Enable HTTP Event Collector distributed deployment (from management console or cluster master)

[outcoldman]

HTTP Event Collector can be configured as deployment server, will be nice to configure it on one of the instances, so you can create tokens via UI:

https://docs.splunk.com/Documentation/Splunk/8.1.0/Admin/Inputsconf#http:_.28HTTP_Event_Collector.29

useDeploymentServer = <boolean>
* Whether or not the HTTP event collector input should write its
  configuration to a deployment server repository.
* When you enable this setting, the input writes its
  configuration to the directory that you specify with the
  'repositoryLocation' setting in the serverclass.conf file.
* You must copy the full contents of the splunk_httpinput app directory
  to this directory for the configuration to work.
* When enabled, only the tokens defined in the splunk_httpinput app in this
  repository are viewable and editable through the API and Splunk Web.
* When disabled, the input writes its configuration to
  $SPLUNK_HOME/etc/apps by default.
* Default: 0 (disabled)

I remember it was a little bit tricky to implement, as you need to deploy the application on the CM, and after that deploy it to the indexers, but I am sure we have done it, and sure somebody remembers how :D

[outcoldman]

Also, it is pretty weird, that currently HEC is configured directly on indexers, without master-apps from cluster-master.
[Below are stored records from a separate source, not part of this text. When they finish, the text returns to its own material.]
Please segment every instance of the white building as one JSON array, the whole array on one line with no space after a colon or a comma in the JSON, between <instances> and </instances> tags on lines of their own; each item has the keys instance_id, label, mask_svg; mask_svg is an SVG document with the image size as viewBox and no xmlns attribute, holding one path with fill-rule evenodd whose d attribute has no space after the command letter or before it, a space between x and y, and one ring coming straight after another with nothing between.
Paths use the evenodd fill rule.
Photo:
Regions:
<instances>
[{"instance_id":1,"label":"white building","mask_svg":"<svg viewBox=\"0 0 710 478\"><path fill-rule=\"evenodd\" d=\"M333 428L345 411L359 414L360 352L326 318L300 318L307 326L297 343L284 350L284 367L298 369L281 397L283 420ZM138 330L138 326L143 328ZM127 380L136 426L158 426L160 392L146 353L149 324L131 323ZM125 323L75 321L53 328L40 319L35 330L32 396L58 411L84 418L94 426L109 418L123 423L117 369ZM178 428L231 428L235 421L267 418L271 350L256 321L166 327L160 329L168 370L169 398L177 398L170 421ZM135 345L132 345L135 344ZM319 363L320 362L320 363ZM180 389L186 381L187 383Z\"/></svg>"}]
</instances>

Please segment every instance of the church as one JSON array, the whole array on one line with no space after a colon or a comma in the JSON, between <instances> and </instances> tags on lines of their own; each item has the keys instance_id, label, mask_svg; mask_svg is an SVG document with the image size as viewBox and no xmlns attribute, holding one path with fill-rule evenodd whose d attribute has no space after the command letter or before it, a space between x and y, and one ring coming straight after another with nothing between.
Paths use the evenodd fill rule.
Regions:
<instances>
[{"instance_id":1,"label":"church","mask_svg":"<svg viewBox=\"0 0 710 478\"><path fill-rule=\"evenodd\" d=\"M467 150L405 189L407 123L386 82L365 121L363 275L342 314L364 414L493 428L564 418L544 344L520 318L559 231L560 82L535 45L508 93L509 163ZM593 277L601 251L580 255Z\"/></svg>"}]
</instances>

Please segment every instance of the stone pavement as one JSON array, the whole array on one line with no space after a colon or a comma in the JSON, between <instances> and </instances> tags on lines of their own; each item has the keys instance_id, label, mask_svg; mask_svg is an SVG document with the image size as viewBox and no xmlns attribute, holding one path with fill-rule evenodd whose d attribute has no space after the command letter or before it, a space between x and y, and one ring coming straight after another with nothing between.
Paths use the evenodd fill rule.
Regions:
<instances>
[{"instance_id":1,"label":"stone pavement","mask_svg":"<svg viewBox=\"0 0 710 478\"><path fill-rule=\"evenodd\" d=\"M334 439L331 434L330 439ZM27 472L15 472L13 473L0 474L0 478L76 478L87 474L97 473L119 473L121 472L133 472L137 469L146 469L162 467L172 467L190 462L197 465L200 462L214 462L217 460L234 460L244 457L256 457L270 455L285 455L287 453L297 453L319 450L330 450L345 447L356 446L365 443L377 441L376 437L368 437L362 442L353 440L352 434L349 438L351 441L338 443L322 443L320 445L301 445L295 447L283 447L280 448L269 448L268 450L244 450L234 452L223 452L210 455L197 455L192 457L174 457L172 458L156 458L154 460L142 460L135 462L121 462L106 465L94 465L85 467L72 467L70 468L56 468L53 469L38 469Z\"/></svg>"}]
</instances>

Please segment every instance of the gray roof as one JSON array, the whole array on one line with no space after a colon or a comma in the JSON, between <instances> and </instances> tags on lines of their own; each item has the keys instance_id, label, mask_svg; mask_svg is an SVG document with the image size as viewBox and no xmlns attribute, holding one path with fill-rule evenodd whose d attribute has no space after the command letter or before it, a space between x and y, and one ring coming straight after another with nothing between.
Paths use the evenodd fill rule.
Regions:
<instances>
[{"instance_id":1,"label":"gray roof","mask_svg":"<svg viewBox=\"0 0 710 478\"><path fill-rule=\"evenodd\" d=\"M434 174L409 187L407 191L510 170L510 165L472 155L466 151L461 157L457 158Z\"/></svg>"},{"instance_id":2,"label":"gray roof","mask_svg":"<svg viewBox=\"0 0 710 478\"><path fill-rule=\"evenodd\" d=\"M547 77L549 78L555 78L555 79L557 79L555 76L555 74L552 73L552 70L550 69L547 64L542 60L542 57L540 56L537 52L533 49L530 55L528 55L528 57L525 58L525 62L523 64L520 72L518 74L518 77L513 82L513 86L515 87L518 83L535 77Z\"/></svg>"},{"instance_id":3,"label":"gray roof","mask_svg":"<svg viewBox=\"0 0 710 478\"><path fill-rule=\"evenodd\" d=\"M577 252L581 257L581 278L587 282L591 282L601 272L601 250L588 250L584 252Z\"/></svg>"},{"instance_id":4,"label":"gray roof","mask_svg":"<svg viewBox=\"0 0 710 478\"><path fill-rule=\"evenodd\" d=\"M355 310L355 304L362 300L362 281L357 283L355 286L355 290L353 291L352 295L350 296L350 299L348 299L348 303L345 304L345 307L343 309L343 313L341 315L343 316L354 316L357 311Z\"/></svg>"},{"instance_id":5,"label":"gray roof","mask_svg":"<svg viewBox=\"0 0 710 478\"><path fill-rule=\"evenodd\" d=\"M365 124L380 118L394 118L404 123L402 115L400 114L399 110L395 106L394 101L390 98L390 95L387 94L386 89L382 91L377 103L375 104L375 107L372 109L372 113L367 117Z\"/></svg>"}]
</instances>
So it is hard to keep all the configurations in sync.

[pogdin]

I think we would need to create a Deployment Server CRD for this. We have that in the backlog. Also, wouldn't the DS have to push to master-apps first to distribute to the index cluster? Doable but requires tiered DS setup. The HEC being configured on the indexers ootb I believe comes as part of the default container config.